When talking of serious wineries, Plešivica holds no good winemakers without a vision. The boys from Plešivica know very well what they want, and their plan to turn the hills near Zagreb into a relevant European wine region will not be compromised with large series or average wines. All of their new wines are good to excellent (or sometimes completely lost) but never average.
Tomac, Šember and Korak today remind of Matošević, Coronica and Kozlović, when the latter three turned Istria and Malvazija into the most vibrant and important Croatian wine scene. Only, the Plešivica wines today are significantly better than the Istrian wines from the beginning of the 2000s. No other Croatian wine area is so focused on quality and clear terroir style: the first two cases have already reached high international level, witnessed by the fact Decanter listed Tomac’s Amfora sparkling among the six most important sparkling wines for the previous year.
The masterclass began with Šember’s blanc de blanc from magnum. Next came a truly excellent Tomac Amfora 2010 still in development, taking on interesting earth tones going well with glazed citrus and dried flowers, dominant in the bouquet of this excellent sparkling.

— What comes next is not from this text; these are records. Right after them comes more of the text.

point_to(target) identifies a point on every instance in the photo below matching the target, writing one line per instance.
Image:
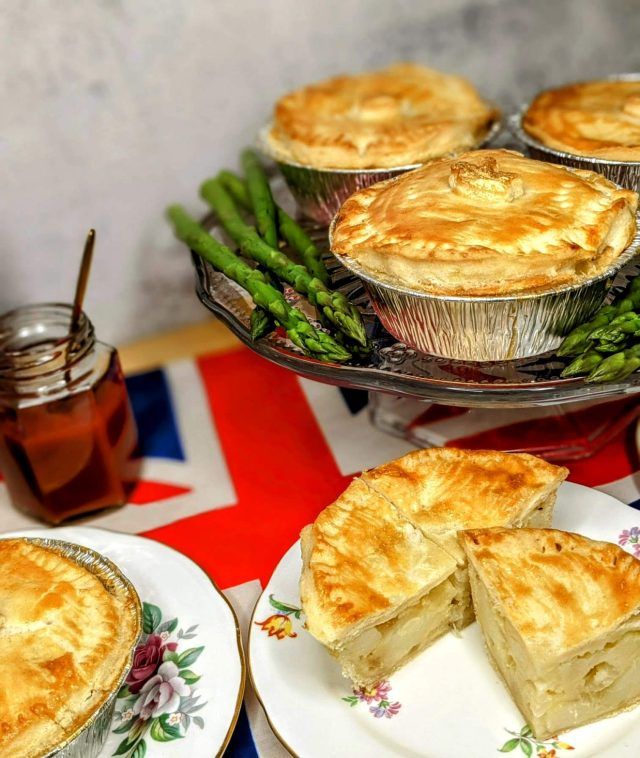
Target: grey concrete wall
(110, 109)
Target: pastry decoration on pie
(560, 615)
(487, 223)
(383, 573)
(65, 639)
(401, 115)
(598, 119)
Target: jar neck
(39, 354)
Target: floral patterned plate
(184, 693)
(446, 703)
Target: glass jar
(67, 433)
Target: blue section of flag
(241, 744)
(157, 428)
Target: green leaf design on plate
(167, 626)
(284, 608)
(510, 745)
(125, 726)
(189, 656)
(189, 676)
(126, 745)
(151, 617)
(163, 731)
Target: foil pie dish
(486, 329)
(89, 738)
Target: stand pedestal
(556, 432)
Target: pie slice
(374, 589)
(383, 572)
(444, 490)
(560, 616)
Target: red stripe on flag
(282, 469)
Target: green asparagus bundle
(332, 305)
(616, 367)
(264, 209)
(581, 338)
(583, 364)
(289, 229)
(300, 331)
(262, 322)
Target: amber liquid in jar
(70, 451)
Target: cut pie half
(444, 490)
(383, 572)
(374, 589)
(560, 615)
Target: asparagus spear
(617, 366)
(583, 364)
(332, 305)
(262, 322)
(299, 330)
(289, 229)
(264, 209)
(578, 340)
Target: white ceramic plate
(183, 608)
(447, 703)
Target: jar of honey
(67, 433)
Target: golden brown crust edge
(487, 223)
(402, 115)
(99, 672)
(597, 119)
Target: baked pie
(486, 223)
(401, 115)
(383, 573)
(65, 638)
(560, 615)
(598, 119)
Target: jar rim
(17, 324)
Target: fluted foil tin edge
(486, 329)
(88, 740)
(624, 173)
(319, 193)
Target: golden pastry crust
(558, 589)
(64, 641)
(361, 561)
(487, 223)
(398, 116)
(445, 489)
(598, 119)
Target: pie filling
(600, 681)
(378, 651)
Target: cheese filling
(380, 650)
(600, 681)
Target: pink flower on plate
(377, 692)
(385, 709)
(146, 661)
(161, 694)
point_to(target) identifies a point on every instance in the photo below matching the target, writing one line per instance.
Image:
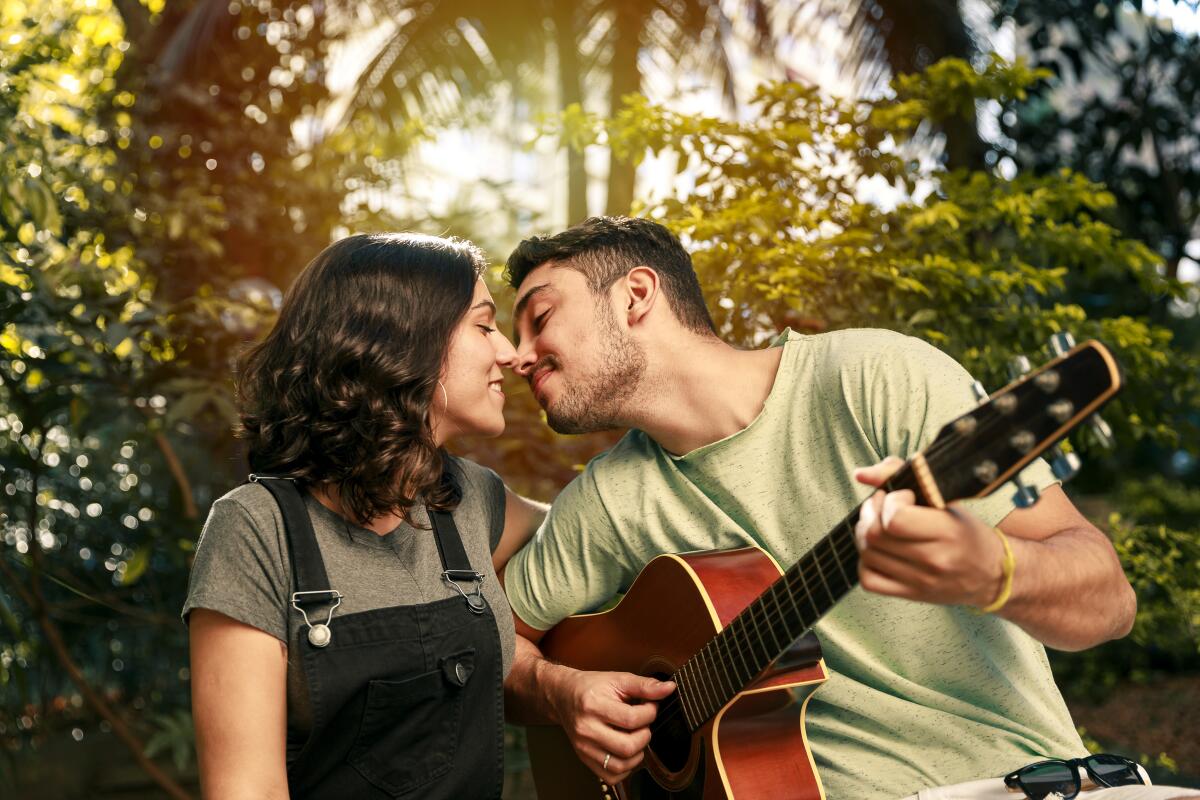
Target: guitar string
(697, 668)
(833, 542)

The third wine, Korak’s Riesling 2011 dominated the masterclass along with Tomac’s sparkling. It is a phenomenal wine, whose bouquet blends kerosene and mould notes with plenty of fresh fruit. Although the wine is completely dry, the aftertaste is fruity sweet. This excellent Riesling has another fifteen good years ahead of it. Šember’s Quevry from the same year is a superior demonstration of the possibilities of Plešivica Rieslings produced in amphorae: Quevry is eccentrically rich and elegantly oily. Tomac’s Amfora 2007 (still wine) showed the liveliness of the coupage of Chardonnay and old Plešivica varieties: the 2007 Amfora is still very lively. A very good and educational wine workshop in Alhambra, positioning Plešivica in the very top of Croatian wine production, ended in the tasting of several Pinot Neros.